Sam Peltzman proposed a model of regulation where the profitability of firms is in tension with their customers' desire for low prices and politicians' desire to get votes.
In Peltzman's model, companies can get politicians off their backs — or get them to institute anti-competitive policies that benefit them — by bribing them with campaign contributions, but the limit on this is that voters will eventually publish politicians for letting companies rip them off.
Politicians look for ways to regulate monopolies that diverts some of their profits to key constituents, keeping the threshold of profit-diversion to a point where the monopolist can still bank large profits.

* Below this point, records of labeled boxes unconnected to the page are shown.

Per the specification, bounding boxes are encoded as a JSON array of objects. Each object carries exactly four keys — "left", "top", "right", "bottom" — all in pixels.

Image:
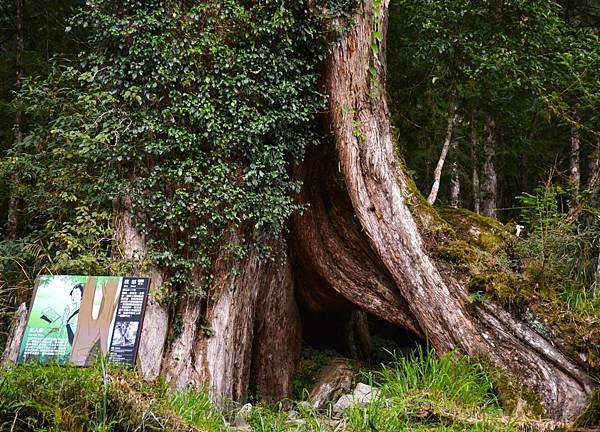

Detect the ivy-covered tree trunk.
[{"left": 293, "top": 1, "right": 592, "bottom": 419}]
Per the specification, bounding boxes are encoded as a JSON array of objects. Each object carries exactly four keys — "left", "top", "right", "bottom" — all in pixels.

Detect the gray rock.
[
  {"left": 352, "top": 383, "right": 381, "bottom": 406},
  {"left": 333, "top": 383, "right": 381, "bottom": 415},
  {"left": 310, "top": 358, "right": 354, "bottom": 409},
  {"left": 231, "top": 403, "right": 252, "bottom": 428},
  {"left": 333, "top": 394, "right": 354, "bottom": 415}
]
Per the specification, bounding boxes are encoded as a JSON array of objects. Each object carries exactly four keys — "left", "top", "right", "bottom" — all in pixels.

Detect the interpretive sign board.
[{"left": 17, "top": 275, "right": 150, "bottom": 366}]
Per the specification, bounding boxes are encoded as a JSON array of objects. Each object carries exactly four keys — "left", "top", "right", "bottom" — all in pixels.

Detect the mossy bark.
[{"left": 293, "top": 1, "right": 593, "bottom": 419}]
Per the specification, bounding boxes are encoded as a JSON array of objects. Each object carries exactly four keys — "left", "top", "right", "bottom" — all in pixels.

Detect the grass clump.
[
  {"left": 346, "top": 348, "right": 528, "bottom": 432},
  {"left": 168, "top": 390, "right": 227, "bottom": 432}
]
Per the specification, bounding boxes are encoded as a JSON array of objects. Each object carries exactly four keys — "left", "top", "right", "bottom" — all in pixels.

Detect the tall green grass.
[{"left": 168, "top": 390, "right": 227, "bottom": 432}]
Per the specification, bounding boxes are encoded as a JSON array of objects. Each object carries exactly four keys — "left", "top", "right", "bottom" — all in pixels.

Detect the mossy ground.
[{"left": 0, "top": 349, "right": 589, "bottom": 432}]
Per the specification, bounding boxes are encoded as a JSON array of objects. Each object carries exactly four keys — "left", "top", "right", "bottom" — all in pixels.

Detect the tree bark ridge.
[{"left": 318, "top": 1, "right": 592, "bottom": 418}]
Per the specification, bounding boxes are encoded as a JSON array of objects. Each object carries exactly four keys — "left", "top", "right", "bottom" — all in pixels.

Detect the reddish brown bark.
[{"left": 295, "top": 1, "right": 592, "bottom": 418}]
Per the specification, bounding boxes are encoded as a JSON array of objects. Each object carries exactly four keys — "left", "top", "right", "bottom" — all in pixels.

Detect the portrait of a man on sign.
[{"left": 18, "top": 276, "right": 150, "bottom": 366}]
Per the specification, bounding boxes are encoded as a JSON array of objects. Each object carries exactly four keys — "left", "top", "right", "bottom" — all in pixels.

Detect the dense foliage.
[
  {"left": 3, "top": 0, "right": 324, "bottom": 292},
  {"left": 388, "top": 0, "right": 600, "bottom": 213}
]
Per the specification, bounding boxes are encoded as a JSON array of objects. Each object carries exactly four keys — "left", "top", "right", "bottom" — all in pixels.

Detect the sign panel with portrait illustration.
[{"left": 17, "top": 276, "right": 150, "bottom": 366}]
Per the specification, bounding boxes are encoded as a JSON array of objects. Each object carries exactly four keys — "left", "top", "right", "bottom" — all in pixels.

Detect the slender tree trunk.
[
  {"left": 450, "top": 141, "right": 460, "bottom": 208},
  {"left": 569, "top": 113, "right": 581, "bottom": 198},
  {"left": 588, "top": 136, "right": 600, "bottom": 203},
  {"left": 427, "top": 94, "right": 458, "bottom": 204},
  {"left": 6, "top": 0, "right": 25, "bottom": 240},
  {"left": 113, "top": 194, "right": 169, "bottom": 379},
  {"left": 471, "top": 121, "right": 481, "bottom": 213},
  {"left": 481, "top": 114, "right": 498, "bottom": 218},
  {"left": 308, "top": 1, "right": 593, "bottom": 418}
]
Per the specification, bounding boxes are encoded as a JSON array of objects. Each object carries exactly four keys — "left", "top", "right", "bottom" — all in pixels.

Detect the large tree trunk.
[
  {"left": 294, "top": 1, "right": 592, "bottom": 418},
  {"left": 481, "top": 114, "right": 498, "bottom": 218},
  {"left": 113, "top": 195, "right": 301, "bottom": 401},
  {"left": 105, "top": 0, "right": 592, "bottom": 419},
  {"left": 163, "top": 241, "right": 300, "bottom": 402}
]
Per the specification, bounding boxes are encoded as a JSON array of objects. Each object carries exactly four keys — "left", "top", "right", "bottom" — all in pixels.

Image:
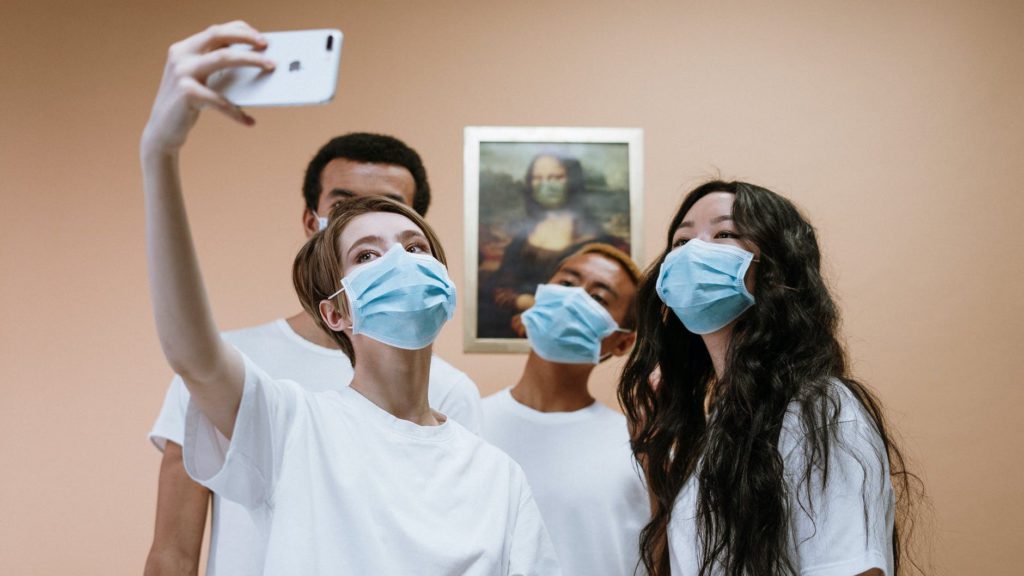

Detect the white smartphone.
[{"left": 206, "top": 30, "right": 342, "bottom": 107}]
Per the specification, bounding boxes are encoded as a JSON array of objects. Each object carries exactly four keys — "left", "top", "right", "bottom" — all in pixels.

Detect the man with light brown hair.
[{"left": 481, "top": 244, "right": 650, "bottom": 576}]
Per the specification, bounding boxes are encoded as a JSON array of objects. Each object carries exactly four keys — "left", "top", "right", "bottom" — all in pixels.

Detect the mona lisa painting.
[{"left": 464, "top": 126, "right": 643, "bottom": 352}]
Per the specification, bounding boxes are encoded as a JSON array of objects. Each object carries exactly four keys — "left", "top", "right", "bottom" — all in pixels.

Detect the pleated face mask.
[
  {"left": 655, "top": 240, "right": 754, "bottom": 334},
  {"left": 522, "top": 284, "right": 629, "bottom": 364},
  {"left": 328, "top": 244, "right": 456, "bottom": 349}
]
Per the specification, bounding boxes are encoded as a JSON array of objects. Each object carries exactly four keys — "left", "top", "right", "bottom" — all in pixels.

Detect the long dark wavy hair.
[{"left": 618, "top": 180, "right": 920, "bottom": 576}]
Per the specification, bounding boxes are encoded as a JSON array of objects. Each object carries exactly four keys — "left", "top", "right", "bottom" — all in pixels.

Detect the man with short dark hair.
[
  {"left": 481, "top": 244, "right": 650, "bottom": 576},
  {"left": 145, "top": 132, "right": 480, "bottom": 576}
]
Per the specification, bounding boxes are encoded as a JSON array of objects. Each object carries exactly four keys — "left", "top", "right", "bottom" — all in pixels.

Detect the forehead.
[
  {"left": 338, "top": 212, "right": 423, "bottom": 247},
  {"left": 682, "top": 192, "right": 736, "bottom": 225},
  {"left": 555, "top": 252, "right": 633, "bottom": 292},
  {"left": 321, "top": 158, "right": 416, "bottom": 206},
  {"left": 534, "top": 156, "right": 565, "bottom": 174}
]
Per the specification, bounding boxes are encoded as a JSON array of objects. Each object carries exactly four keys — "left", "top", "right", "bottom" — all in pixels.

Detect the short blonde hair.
[
  {"left": 558, "top": 242, "right": 643, "bottom": 328},
  {"left": 292, "top": 196, "right": 447, "bottom": 366}
]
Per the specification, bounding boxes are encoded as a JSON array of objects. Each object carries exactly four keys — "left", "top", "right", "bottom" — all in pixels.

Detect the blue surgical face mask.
[
  {"left": 522, "top": 284, "right": 629, "bottom": 364},
  {"left": 328, "top": 244, "right": 456, "bottom": 349},
  {"left": 534, "top": 180, "right": 567, "bottom": 210},
  {"left": 656, "top": 240, "right": 754, "bottom": 334}
]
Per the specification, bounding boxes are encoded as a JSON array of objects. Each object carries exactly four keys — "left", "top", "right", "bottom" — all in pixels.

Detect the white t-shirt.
[
  {"left": 480, "top": 388, "right": 650, "bottom": 576},
  {"left": 184, "top": 359, "right": 560, "bottom": 576},
  {"left": 150, "top": 319, "right": 481, "bottom": 576},
  {"left": 669, "top": 383, "right": 895, "bottom": 576}
]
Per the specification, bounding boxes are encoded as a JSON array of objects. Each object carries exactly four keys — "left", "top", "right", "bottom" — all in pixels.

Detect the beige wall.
[{"left": 0, "top": 0, "right": 1024, "bottom": 575}]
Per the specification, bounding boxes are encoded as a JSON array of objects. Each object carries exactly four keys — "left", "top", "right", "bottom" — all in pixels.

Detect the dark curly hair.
[
  {"left": 302, "top": 132, "right": 430, "bottom": 216},
  {"left": 618, "top": 180, "right": 920, "bottom": 576}
]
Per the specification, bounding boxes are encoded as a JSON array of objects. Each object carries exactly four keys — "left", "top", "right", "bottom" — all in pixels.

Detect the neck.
[
  {"left": 285, "top": 312, "right": 338, "bottom": 349},
  {"left": 512, "top": 352, "right": 594, "bottom": 412},
  {"left": 700, "top": 324, "right": 732, "bottom": 416},
  {"left": 350, "top": 335, "right": 444, "bottom": 426}
]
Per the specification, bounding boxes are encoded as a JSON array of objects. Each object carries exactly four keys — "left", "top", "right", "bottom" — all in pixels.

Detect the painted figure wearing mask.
[{"left": 478, "top": 151, "right": 629, "bottom": 338}]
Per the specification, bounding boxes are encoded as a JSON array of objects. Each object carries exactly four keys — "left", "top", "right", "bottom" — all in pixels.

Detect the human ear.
[
  {"left": 319, "top": 300, "right": 351, "bottom": 332},
  {"left": 302, "top": 208, "right": 319, "bottom": 240},
  {"left": 611, "top": 332, "right": 637, "bottom": 356}
]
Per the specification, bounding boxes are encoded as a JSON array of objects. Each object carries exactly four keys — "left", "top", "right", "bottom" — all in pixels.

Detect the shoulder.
[
  {"left": 221, "top": 320, "right": 283, "bottom": 345},
  {"left": 778, "top": 378, "right": 885, "bottom": 462},
  {"left": 480, "top": 388, "right": 512, "bottom": 412}
]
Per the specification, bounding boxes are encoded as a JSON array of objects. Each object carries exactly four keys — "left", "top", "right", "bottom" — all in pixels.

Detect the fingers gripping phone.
[{"left": 206, "top": 30, "right": 342, "bottom": 107}]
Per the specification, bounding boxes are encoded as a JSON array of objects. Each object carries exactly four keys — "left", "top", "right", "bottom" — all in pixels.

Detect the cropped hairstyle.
[
  {"left": 292, "top": 196, "right": 447, "bottom": 366},
  {"left": 302, "top": 132, "right": 430, "bottom": 216},
  {"left": 558, "top": 242, "right": 641, "bottom": 330}
]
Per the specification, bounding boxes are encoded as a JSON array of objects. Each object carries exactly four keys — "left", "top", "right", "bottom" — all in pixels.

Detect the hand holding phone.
[{"left": 207, "top": 30, "right": 342, "bottom": 107}]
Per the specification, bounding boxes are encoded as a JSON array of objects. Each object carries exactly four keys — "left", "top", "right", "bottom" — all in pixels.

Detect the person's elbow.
[{"left": 142, "top": 546, "right": 199, "bottom": 576}]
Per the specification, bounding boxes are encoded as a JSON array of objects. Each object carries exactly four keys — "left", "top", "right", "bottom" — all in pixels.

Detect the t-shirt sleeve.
[
  {"left": 780, "top": 420, "right": 894, "bottom": 576},
  {"left": 183, "top": 355, "right": 305, "bottom": 508},
  {"left": 435, "top": 371, "right": 483, "bottom": 436},
  {"left": 508, "top": 471, "right": 562, "bottom": 576},
  {"left": 150, "top": 374, "right": 188, "bottom": 452}
]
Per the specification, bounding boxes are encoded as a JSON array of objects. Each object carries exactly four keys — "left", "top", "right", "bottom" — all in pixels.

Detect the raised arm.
[{"left": 140, "top": 22, "right": 273, "bottom": 438}]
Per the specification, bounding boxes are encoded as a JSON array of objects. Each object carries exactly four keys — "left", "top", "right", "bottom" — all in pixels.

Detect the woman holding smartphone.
[
  {"left": 141, "top": 23, "right": 559, "bottom": 576},
  {"left": 618, "top": 181, "right": 909, "bottom": 576}
]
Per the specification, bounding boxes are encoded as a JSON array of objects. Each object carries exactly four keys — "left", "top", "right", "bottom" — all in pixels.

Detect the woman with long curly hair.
[{"left": 618, "top": 180, "right": 912, "bottom": 576}]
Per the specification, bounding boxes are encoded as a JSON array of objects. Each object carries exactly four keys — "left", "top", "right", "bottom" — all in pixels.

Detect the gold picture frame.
[{"left": 463, "top": 126, "right": 643, "bottom": 353}]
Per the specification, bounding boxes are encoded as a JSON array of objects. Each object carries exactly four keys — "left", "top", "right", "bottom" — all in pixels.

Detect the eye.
[
  {"left": 355, "top": 250, "right": 377, "bottom": 264},
  {"left": 406, "top": 242, "right": 430, "bottom": 254}
]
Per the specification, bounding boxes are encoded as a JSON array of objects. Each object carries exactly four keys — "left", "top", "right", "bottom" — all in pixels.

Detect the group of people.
[{"left": 141, "top": 22, "right": 917, "bottom": 576}]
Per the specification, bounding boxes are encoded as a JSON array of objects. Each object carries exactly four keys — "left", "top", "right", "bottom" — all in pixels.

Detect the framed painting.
[{"left": 463, "top": 126, "right": 643, "bottom": 353}]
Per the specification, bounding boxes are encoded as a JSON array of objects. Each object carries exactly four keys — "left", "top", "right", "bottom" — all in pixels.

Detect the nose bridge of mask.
[
  {"left": 658, "top": 239, "right": 754, "bottom": 284},
  {"left": 327, "top": 242, "right": 404, "bottom": 304},
  {"left": 655, "top": 235, "right": 754, "bottom": 334},
  {"left": 573, "top": 286, "right": 621, "bottom": 338},
  {"left": 538, "top": 284, "right": 620, "bottom": 338},
  {"left": 338, "top": 244, "right": 456, "bottom": 349}
]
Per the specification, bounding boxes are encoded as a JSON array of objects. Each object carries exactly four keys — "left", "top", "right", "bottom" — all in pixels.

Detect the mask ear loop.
[
  {"left": 325, "top": 285, "right": 355, "bottom": 329},
  {"left": 326, "top": 286, "right": 345, "bottom": 300}
]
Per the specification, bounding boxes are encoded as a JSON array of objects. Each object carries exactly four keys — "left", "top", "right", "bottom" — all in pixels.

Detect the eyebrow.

In the case of Facebook, voters are worried about the costs in privacy, not cash, and the model predicts that Facebook will amp up its Congressional campaign funding and also to create programs that enrich key constituents in key electors' constituencies.
Who will be subsidized? Be sure to watch the key players as there is plenty to go around and the money has only begun to flow but aside from campaign funds look for rules, especially in the political sphere, that will raise the costs of advertising to challengers relative to incumbents. Incumbents love incumbency advantage. Also watch out for a deal where the government limits profit regulation in return for greater government access to Facebook data including by the NSA, ICE, local and even foreign police. Keep in mind that politicians don’t really want privacy–remember that in 2016 Congress also held hearings on privacy and technology. Only those hearings were about how technology companies kept their user data too private.